Ни слова не говоря, он добежал до багажной части «Кита» и рванул аварийный рычаг, высыпая в леса под нами все, что не было закреплено. А потом повернулся, уже держа на вытянутой руке черный, недавно смазанный револьвер. Ростовцев с Максимом тоже выхватили пистолеты… Вот, оказывается, к чему был весь этот разговор. Ротмистр уже подозревал Зубатова и привлек татарина, чтобы проверить. А я… Я мог бы догадаться и сам.
В памяти невольно всплыли все прошлые события. Подстреленный мичман Кононенко, сообщения осаждающим Севастополь английским и французским войскам — все это ведь началось именно после появления жандарма. Он всегда был рядом: когда меня чуть не сожгли на дирижабле, когда в меня стреляли или пытались арестовать. Поработав в столице, Зубатов прекрасно разбирался в знаках тайных обществ, там же, скорее всего, и получил выходы на помощников в рядах наших врагов.
А тот случай на острове, когда нас зажали турки, когда подстрелили поручика Жарова, а Юлия Вильгельмовна… Мне показалось, в этот момент я сжал зубы так сильно, что те хрустнули.
— Это ты сдал нас тогда? — я не говорил ничего больше, но он все равно понял.
— Вас очень сложно убить, Григорий Дмитриевич, — револьвер Зубатова был направлен прямо на меня. — Вот думал, что целый корабль справится, но вы выжили.
— И сейчас у тебя нет шансов, — напомнил я. — Даже если выстрелишь, тут же и сам получишь пулю.
— Не боитесь стрелять рядом с целым шаром водорода? — Зубатов как будто тянул время.
— Ты же знаешь, на лету ничего нам не будет. Просто положи оружие, и тогда, возможно, твоя смерть будет легкой.
— Даже перед стволом пистолета максимум, что ты можешь мне пообещать, это смерть?
— Предатель, убийца… А на что ты еще рассчитывал?.. Стреляйте! — неожиданно я понял, что задумал этот шпион. Он за все это время сделал только шаг в сторону, как будто чтобы удобнее держать меня на прицеле, но на самом деле теперь рядом с ним оказался скрытый за декоративной обшивкой аварийный канат.
Мы добавили его после того пожара. На случай, если произойдет возгорание и нужно будет срочно избавиться сразу от всех шаров в обшивке.
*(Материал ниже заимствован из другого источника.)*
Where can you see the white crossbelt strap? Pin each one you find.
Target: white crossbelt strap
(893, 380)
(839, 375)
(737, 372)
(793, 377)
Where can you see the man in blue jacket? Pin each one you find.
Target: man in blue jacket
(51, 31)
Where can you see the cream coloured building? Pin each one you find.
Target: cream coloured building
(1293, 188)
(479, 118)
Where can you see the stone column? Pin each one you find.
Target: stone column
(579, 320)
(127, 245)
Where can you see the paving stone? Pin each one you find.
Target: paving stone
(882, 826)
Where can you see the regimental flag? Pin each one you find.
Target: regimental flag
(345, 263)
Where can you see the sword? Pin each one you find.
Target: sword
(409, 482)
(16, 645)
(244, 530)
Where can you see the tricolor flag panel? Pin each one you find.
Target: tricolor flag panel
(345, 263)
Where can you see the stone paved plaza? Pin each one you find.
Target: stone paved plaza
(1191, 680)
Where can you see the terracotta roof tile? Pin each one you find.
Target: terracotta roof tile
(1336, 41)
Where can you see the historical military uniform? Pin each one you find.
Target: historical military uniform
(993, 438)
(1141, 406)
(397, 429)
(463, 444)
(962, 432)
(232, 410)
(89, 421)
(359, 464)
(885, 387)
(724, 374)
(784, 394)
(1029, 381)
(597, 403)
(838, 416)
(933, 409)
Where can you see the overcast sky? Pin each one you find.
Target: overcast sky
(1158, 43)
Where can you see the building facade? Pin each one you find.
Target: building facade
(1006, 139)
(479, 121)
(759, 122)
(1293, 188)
Аварийный канат активировал специальные патроны, которые разрывали крепления и выпускали начиненные водородом оболочки словно шарики из коробки.
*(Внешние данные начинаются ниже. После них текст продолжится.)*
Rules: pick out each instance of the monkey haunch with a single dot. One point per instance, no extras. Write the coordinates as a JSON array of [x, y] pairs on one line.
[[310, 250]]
Выстрел. Выстрел. Выстрел! Все разрядили свои стволы. Я успел дернуться, и пуля ударила в плечо, туда же, куда когда-то вонзилась стальная балка во время падения в море. Оседая на пол, я увидел, как тоже раненный Зубатов все-таки рванул канат, а потом, ухватив за лямки почти все парашюты, сиганул с ними в открытый до этого пол грузового отсека.
Максим с Ростовцевым попытались его задержать, но шпион не терял ни мгновения — выбросился и уже только на лету стал натягивать лямки парашюта. Я успел увидеть это через обзорный экран, когда гондола с нами клюнула носом и стремительно, все быстрее и быстрее, понеслась к земле.